Let me be blunt: if you’re still using Redux to manage API requests, you’re making your life harder than it needs to be.

Redux has had a legendary run. For years, it was the default state management choice for React apps. Many of us learned it early, shipped production apps with it, and defended it in code reviews. But here’s the part that often gets ignored: Redux was never designed to manage server state.

Yet somehow, it became the go-to tool for handling API requests, responses, loading states, caching, retries, and everything in between. And if you’ve ever felt like that setup is exhausting, frustrating, or unnecessarily complex, you’re not imagining things. It really is that bad.

The good news is that it doesn’t have to be this way. There’s a tool that actually understands server state, and that tool is React Query.

Why Redux Falls Apart With API Calls

Using Redux for request-response data feels a bit like forcing a tool to do a job it was never built for. Yes, it can work, but the friction is constant.

First, there’s the boilerplate. For a single API call, you define request, success, and failure action types. Then you write action creators. Then reducers. Then middleware like thunk or saga just to make async logic possible. After all that, you still have to manually track loading states, error states, caching behavior, and refetch logic in your UI.

All of this effort just to fetch data and display it.

Second, Redux has no concept of stale data. Server data changes over time, but Redux doesn’t know that. If you want fresh data, you have to explicitly tell it when to refetch. That means more logic for pagination, refetch-on-focus, refetch-on-mount, background updates, and avoiding duplicate requests. Miss one edge case, and suddenly your users are looking at outdated data.

Then there’s the bigger design issue: not all API data belongs in global state. Many API responses are temporary, screen-specific, or tied to a single user flow.
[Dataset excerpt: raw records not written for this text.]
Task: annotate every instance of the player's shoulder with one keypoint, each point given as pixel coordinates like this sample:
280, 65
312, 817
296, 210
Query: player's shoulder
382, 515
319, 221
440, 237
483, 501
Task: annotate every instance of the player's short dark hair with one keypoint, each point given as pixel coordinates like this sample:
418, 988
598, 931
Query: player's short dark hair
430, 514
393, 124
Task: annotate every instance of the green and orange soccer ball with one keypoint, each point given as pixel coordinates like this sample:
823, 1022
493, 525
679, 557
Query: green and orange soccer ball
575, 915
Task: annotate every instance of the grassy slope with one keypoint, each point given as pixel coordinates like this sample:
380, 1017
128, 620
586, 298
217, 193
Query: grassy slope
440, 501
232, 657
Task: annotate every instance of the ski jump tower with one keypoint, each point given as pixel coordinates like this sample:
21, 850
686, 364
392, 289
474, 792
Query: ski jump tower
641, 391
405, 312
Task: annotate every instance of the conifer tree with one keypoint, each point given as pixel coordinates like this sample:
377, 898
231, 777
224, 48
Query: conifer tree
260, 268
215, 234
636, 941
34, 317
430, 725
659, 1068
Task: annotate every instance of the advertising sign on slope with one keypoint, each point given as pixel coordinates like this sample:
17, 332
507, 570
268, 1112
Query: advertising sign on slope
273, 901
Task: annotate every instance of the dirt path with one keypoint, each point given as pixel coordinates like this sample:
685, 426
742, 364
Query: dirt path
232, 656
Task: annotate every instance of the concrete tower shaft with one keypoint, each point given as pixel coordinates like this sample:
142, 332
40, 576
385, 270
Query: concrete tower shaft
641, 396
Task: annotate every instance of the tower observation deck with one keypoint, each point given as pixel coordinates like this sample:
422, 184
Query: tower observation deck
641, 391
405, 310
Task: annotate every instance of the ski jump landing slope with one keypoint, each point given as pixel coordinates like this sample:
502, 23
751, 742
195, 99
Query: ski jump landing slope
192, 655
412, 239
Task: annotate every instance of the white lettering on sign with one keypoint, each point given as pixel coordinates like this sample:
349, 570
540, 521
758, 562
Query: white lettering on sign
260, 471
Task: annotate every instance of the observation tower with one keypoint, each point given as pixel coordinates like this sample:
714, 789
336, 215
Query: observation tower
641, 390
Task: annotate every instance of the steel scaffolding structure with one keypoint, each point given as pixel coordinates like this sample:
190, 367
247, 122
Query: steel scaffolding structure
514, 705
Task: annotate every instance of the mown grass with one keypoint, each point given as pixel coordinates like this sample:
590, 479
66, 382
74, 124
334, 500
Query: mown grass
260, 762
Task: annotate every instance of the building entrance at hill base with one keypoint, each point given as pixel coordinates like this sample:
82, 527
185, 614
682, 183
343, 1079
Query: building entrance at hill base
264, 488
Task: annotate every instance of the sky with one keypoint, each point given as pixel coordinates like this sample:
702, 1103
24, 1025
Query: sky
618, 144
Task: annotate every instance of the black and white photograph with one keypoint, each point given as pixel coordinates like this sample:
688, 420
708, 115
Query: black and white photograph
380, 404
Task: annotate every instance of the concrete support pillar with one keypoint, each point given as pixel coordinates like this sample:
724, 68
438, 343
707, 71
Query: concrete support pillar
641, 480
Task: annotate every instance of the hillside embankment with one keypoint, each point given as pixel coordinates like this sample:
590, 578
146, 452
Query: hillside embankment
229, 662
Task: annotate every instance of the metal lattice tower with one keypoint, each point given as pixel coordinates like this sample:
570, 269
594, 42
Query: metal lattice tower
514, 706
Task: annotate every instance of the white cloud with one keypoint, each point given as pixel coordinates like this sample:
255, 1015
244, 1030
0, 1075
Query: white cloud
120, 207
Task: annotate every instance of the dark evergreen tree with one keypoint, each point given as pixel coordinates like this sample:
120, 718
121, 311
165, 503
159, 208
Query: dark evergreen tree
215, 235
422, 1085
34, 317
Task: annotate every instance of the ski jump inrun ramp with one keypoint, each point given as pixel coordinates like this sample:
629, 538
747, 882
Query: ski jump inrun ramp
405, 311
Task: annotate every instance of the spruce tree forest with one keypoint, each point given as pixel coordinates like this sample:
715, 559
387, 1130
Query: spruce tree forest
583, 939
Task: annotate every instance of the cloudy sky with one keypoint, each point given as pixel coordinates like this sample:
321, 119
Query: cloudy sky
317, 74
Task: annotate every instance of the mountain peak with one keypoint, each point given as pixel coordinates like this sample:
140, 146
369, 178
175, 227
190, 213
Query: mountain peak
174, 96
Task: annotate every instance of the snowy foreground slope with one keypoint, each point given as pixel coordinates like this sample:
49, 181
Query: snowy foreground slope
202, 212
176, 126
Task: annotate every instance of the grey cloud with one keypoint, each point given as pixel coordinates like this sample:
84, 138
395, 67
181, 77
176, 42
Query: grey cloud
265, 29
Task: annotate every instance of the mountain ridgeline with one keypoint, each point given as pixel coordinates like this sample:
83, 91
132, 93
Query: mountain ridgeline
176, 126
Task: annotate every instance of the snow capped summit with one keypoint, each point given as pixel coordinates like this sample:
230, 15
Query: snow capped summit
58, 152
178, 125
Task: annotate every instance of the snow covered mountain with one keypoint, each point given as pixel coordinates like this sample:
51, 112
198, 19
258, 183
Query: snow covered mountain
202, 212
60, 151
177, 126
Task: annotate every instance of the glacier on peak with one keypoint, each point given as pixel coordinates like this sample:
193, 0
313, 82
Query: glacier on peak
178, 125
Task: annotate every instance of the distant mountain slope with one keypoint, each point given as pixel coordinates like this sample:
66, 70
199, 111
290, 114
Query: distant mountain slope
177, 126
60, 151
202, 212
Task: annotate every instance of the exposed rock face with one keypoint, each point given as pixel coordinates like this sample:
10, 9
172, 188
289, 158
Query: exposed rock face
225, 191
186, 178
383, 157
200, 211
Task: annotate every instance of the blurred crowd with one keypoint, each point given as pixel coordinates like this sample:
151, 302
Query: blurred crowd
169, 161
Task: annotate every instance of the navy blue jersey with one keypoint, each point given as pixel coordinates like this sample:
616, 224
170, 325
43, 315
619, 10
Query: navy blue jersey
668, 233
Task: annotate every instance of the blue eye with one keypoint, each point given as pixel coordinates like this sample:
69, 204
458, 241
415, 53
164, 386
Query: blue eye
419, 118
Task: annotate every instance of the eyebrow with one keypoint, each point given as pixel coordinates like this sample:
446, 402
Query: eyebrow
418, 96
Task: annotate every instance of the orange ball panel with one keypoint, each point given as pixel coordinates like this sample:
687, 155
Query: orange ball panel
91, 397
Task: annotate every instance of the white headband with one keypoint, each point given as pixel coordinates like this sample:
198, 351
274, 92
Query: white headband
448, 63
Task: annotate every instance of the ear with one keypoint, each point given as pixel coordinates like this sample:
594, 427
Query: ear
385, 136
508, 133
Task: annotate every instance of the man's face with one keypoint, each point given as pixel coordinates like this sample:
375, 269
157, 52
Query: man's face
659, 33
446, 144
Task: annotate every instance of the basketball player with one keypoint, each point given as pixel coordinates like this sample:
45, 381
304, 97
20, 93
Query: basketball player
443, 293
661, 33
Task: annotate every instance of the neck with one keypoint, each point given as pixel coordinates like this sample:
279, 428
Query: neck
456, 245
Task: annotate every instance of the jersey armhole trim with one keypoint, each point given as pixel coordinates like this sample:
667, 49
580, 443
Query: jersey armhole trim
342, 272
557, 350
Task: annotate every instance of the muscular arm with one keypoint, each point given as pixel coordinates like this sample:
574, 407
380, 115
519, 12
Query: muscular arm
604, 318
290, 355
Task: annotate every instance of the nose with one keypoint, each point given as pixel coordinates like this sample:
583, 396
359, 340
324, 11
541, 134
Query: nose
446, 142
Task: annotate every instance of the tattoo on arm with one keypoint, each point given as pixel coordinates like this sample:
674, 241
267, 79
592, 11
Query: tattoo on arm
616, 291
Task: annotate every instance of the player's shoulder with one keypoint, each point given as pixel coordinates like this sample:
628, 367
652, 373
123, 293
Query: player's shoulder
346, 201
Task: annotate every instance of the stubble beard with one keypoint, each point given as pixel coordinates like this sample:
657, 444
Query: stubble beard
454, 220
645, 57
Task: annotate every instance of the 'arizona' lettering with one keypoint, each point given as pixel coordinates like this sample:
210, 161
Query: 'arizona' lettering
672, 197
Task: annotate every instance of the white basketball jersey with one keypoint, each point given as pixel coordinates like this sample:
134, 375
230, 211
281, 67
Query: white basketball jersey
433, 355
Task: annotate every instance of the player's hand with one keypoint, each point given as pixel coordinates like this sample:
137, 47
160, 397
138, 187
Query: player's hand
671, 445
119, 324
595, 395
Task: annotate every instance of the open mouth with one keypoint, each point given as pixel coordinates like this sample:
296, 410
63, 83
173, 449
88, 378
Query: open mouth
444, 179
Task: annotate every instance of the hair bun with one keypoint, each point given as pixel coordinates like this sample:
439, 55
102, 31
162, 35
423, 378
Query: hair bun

Redux forces everything into a global store, which makes debugging harder and bloats your state with data that doesn’t need to live there long-term.

At some point, you step back and realize you’re fighting the tool instead of using it.

Where React Query Changes Everything

React Query flips the entire approach. Instead of treating server data like client state, it treats it as what it really is: data that comes from the server and needs to stay in sync with it.

There’s no boilerplate circus. You write a query, get your data, loading state, and errors from a hook, and move on. No actions. No reducers. No middleware. Just data.

Caching is automatic. React Query knows when data is fresh, when it’s stale, and when it should refetch. It updates data when users revisit a page, when the browser regains focus, or when a mutation changes something on the server. You don’t write extra logic for this. It just happens.

Mutations are where the difference really shows. Things like optimistic updates, retries, and error handling that are painful in Redux become straightforward. You describe what should happen, and React Query handles the mechanics.

The result is code that’s easier to read, easier to reason about, and far less fragile.

Does This Mean Redux Is Dead?

Not at all. Redux is still useful for client state. UI state, authentication state, feature flags, theme settings, and other global concerns still fit nicely there.

But server state is a different problem space. Treating it like client state is the mistake. Once you separate the two, things click into place very quickly.

The Takeaway

If you’re using Redux for API requests because “that’s how it’s always been done,” it might be time to reassess. There’s no prize for maintaining 500 lines of boilerplate just to fetch data.

React Query exists because this problem needed a better solution. Less code. Fewer bugs. Better performance. Saner defaults.

Your future self will appreciate the switch.